Because every digit is positive and there is no zero, a number formed from these digits can be

$$\begin{aligned} \text{(i)} &\quad \text{a four-digit number},\\ \text{(ii)} &\quad \text{a five-digit number}. \end{aligned}$$

A three-digit number such as $$753$$ is obviously less than $$6000$$, so such numbers do not satisfy the condition. Hence we restrict our counting to four- and five-digit cases.

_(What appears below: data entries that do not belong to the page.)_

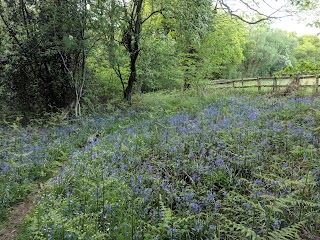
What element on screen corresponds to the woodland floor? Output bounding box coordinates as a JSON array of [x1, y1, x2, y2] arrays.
[[1, 194, 38, 240]]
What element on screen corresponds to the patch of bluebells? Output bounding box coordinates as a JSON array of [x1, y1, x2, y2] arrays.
[[0, 127, 57, 208], [24, 96, 320, 239], [0, 114, 138, 222]]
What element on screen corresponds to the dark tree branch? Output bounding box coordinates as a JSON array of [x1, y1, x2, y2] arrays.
[[239, 0, 287, 18], [142, 8, 165, 24], [130, 1, 137, 29], [261, 0, 279, 11], [0, 13, 23, 49], [229, 14, 275, 24], [219, 0, 290, 24], [120, 0, 144, 101], [20, 0, 30, 37], [114, 64, 125, 92], [214, 0, 219, 11]]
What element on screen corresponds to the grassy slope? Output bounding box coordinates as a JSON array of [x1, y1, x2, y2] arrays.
[[1, 88, 320, 239]]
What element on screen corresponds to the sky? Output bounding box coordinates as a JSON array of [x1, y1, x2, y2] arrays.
[[271, 16, 319, 36], [225, 0, 319, 36], [265, 0, 319, 36]]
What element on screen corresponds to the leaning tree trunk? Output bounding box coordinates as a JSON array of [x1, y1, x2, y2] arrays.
[[120, 0, 164, 101], [122, 0, 143, 102], [124, 52, 139, 102]]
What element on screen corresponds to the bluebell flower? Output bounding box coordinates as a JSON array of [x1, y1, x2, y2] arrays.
[[273, 220, 280, 230], [206, 193, 215, 202], [2, 163, 9, 173], [214, 200, 221, 211], [242, 203, 251, 209], [248, 112, 257, 120], [253, 179, 263, 186], [144, 188, 152, 202], [104, 206, 114, 218], [190, 202, 201, 213], [183, 191, 194, 202], [192, 221, 203, 232], [169, 227, 177, 234]]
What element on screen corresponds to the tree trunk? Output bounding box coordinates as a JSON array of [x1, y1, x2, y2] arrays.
[[120, 0, 164, 101], [124, 73, 135, 102], [122, 0, 143, 102], [124, 52, 139, 102]]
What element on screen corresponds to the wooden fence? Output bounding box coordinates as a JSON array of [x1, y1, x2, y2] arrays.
[[210, 75, 320, 92]]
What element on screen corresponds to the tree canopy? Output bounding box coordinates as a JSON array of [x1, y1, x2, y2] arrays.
[[0, 0, 319, 117]]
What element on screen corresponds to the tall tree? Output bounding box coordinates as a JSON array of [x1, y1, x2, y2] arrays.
[[92, 0, 167, 101], [294, 35, 320, 63], [119, 0, 168, 101], [121, 0, 144, 101], [240, 27, 298, 77], [200, 12, 247, 79], [172, 0, 214, 89]]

Counting the five-digit numbers - To get a five-digit number we must use all the digits $$3,\,5,\,6,\,7,\,8$$. The number of different five-digit arrangements of five distinct symbols is given by the permutation formula

$$^nP_n = n!,$$

where $$n=5$$. Therefore

$$5! = 5 \times 4 \times 3 \times 2 \times 1 = 120.$$

Every such number is at least $$35678$$, which is larger than $$6000$$, so all of these $$120$$ numbers are admissible.

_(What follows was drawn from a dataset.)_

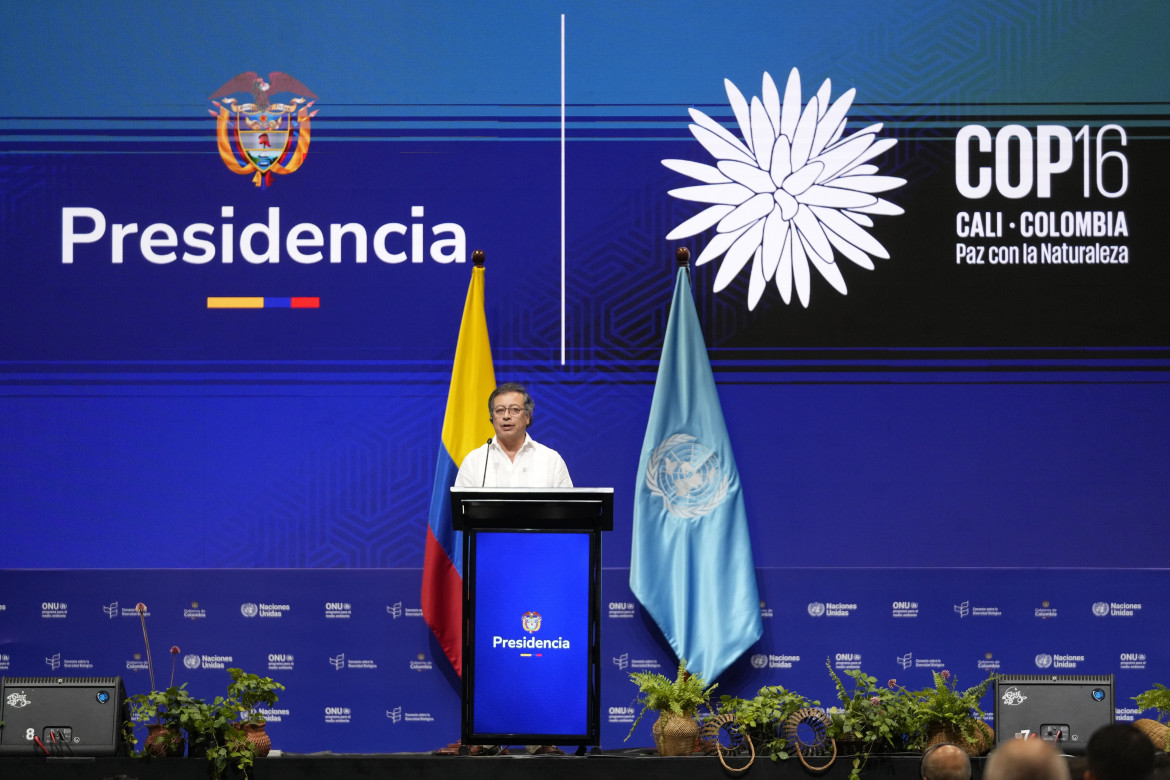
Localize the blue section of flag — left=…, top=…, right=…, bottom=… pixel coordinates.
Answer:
left=426, top=451, right=462, bottom=577
left=630, top=266, right=763, bottom=683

Counting the four-digit numbers - A four-digit number is of the form $$\underline{\,a\,}\underline{\,b\,}\underline{\,c\,}\underline{\,d\,}$$, where the first digit $$a$$ is the thousands digit. For the entire number to exceed $$6000$$ we must have

$$a \ge 6.$$

The available choices for $$a$$ from our set $$\{3,5,6,7,8\}$$ that satisfy $$a \ge 6$$ are $$6,\,7,\,8$$. We consider each of these three possibilities one by one.

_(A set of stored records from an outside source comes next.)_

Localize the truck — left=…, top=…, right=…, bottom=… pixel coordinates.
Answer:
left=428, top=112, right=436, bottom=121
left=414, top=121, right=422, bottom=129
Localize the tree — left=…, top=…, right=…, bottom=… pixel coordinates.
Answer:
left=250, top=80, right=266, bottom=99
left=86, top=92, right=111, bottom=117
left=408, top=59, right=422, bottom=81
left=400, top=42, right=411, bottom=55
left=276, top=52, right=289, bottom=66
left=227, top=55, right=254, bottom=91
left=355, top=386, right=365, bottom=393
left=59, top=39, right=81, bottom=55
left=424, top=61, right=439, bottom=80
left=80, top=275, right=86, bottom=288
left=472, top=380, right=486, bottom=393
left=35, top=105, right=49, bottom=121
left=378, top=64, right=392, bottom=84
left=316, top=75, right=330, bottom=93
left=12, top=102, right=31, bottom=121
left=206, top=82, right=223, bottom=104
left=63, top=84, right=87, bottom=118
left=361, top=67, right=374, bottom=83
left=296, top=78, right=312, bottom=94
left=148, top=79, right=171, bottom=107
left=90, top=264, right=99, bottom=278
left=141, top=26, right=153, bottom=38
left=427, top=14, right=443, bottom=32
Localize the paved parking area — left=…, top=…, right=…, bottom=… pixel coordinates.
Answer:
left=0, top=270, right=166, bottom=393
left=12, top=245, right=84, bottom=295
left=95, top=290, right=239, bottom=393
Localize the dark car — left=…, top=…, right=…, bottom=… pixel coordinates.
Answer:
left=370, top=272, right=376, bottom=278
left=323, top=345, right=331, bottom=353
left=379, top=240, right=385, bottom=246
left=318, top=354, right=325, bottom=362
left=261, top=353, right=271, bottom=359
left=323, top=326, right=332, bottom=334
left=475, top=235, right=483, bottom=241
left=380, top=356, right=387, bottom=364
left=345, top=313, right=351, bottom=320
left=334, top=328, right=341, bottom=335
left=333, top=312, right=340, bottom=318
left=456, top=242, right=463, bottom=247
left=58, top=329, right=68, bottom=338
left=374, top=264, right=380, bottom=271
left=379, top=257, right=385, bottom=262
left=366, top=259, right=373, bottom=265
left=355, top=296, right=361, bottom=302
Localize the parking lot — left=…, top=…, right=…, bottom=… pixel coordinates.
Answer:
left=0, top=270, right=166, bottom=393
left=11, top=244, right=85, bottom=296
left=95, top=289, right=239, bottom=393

• First digit $$6$$: After fixing $$6$$ in the thousands place, the remaining three places must be filled with three distinct digits chosen from the set $$\{3,5,7,8\}$$ (four digits remain because we have already used $$6$$). The number of ways to choose the three required digits is the combination

$$^4C_3 = 4.$$

Once these three digits are chosen, they can be arranged in the hundreds, tens, and units places in $$3! = 6$$ different orders. So the total count for this first-digit choice is

$$4 \times 6 = 24.$$

• First digit $$7$$: Exactly the same reasoning applies. The set of remaining digits is $$\{3,5,6,8\}$$; we again have $$^4C_3 = 4$$ ways to pick the three digits and $$3! = 6$$ ways to arrange them, giving

$$4 \times 6 = 24$$

four-digit numbers beginning with $$7$$.

• First digit $$8$$: The remaining digits are $$\{3,5,6,7\}$$, and the identical calculation yields

$$4 \times 6 = 24$$

numbers.

Adding the contributions of the three admissible leading digits, the total number of four-digit integers exceeding $$6000$$ is

$$24 + 24 + 24 = 72.$$

Combining both cases - Finally, the total number of required integers is obtained by adding the five-digit and the four-digit counts:

$$120 \;(\text{five-digit}) \;+\; 72 \;(\text{four-digit}) \;=\; 192.$$

Hence, the correct answer is Option C.